Le statut d’auto-entrepreneur (ou micro-entrepreneur) séduit de plus en plus de coiffeurs souhaitant exercer en indépendant. Que ce soit pour de la coiffure à domicile, en location de fauteuil ou en collaboration, ce régime offre une simplicité administrative appréciable. Mais il comporte aussi des limites qu’il faut connaître avant de se lancer.
Conditions d’accès
Pour exercer la coiffure en auto-entrepreneur, vous devez obligatoirement posséder le BP Coiffure ou un diplôme équivalent. Le CAP seul ne suffit pas pour s’installer à son compte : il permet uniquement d’exercer en tant que salarié. Exception : si vous justifiez de 3 ans d’expérience professionnelle effective en coiffure, vous pouvez demander une dérogation auprès de la Chambre des Métiers.
Plafonds de chiffre d’affaires 2026
En tant que prestataire de services artisanaux, votre chiffre d’affaires annuel ne doit pas dépasser 77 700 euros HT. Si vous dépassez ce seuil deux années consécutives, vous basculez automatiquement vers le régime réel d’imposition. La TVA n’est pas facturée tant que vous restez sous le seuil de franchise (36 800 euros pour les prestations de services).

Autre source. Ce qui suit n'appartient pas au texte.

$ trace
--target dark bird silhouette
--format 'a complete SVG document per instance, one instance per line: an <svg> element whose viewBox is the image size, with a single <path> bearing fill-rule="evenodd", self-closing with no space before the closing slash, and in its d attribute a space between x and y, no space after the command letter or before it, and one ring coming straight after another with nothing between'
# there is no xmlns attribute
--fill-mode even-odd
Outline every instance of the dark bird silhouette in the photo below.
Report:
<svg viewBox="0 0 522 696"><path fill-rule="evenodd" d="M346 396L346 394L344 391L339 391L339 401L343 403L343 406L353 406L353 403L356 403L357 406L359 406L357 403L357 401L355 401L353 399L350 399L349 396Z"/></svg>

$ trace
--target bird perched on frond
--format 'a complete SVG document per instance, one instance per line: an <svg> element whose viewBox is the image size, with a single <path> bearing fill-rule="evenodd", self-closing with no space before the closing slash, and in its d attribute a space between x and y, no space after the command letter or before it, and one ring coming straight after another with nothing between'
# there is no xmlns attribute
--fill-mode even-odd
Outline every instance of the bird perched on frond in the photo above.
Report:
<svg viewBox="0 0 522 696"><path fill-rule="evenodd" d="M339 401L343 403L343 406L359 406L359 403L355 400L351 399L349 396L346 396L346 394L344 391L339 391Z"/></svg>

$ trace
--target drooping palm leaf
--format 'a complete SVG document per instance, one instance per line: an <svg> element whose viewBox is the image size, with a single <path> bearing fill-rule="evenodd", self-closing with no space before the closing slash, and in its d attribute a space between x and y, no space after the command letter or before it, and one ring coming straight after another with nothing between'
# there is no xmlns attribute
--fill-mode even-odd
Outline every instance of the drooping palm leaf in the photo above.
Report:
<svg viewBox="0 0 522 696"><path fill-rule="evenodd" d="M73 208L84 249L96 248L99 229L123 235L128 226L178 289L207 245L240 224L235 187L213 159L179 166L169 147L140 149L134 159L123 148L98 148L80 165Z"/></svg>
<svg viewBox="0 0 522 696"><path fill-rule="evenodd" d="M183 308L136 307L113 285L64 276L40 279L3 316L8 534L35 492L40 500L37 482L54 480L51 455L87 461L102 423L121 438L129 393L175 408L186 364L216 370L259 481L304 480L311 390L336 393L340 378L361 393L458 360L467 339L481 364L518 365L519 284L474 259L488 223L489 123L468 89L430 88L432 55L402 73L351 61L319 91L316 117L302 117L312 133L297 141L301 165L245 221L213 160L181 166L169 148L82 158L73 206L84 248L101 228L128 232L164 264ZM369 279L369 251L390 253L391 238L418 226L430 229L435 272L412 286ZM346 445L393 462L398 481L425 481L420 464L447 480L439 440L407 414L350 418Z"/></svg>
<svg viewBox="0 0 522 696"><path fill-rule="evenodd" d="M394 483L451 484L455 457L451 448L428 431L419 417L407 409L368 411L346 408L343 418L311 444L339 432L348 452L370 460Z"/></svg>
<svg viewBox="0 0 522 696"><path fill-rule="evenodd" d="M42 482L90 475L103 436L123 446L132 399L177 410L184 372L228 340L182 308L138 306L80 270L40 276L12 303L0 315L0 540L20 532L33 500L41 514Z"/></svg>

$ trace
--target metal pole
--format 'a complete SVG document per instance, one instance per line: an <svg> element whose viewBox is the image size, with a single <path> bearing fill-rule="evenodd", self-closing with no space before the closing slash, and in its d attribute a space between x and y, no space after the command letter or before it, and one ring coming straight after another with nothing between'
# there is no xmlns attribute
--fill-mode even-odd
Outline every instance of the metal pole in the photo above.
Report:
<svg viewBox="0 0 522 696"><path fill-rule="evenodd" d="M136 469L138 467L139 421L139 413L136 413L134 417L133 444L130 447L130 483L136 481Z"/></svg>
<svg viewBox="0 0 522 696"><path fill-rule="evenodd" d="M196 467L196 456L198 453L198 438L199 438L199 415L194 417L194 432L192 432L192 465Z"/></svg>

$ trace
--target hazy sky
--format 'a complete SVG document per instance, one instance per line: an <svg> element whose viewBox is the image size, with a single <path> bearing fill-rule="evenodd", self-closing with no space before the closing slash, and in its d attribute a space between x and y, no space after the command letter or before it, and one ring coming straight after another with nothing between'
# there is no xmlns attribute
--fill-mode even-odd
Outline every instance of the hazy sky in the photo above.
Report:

Charges sociales et fiscales
Les cotisations sociales représentent 21,1% du chiffre d’affaires encaissé (après la période ACRE à 10,6% la première année). L’impôt sur le revenu peut être prélevé via le versement libératoire à 1,7% du CA, ou intégré à votre déclaration de revenus classique. Au total, comptez environ 23% de prélèvements sur votre CA avant l’ACRE, et 12% pendant la première année.
Revenus moyens
Un coiffeur auto-entrepreneur à domicile réalise en moyenne entre 1 500 et 3 500 euros de chiffre d’affaires mensuel, soit un revenu net après charges de 1 100 à 2 700 euros. Les coiffeurs en location de fauteuil peuvent atteindre des CA plus élevés mais doivent déduire le loyer du fauteuil (300 à 800 euros/mois selon l’emplacement et les services inclus).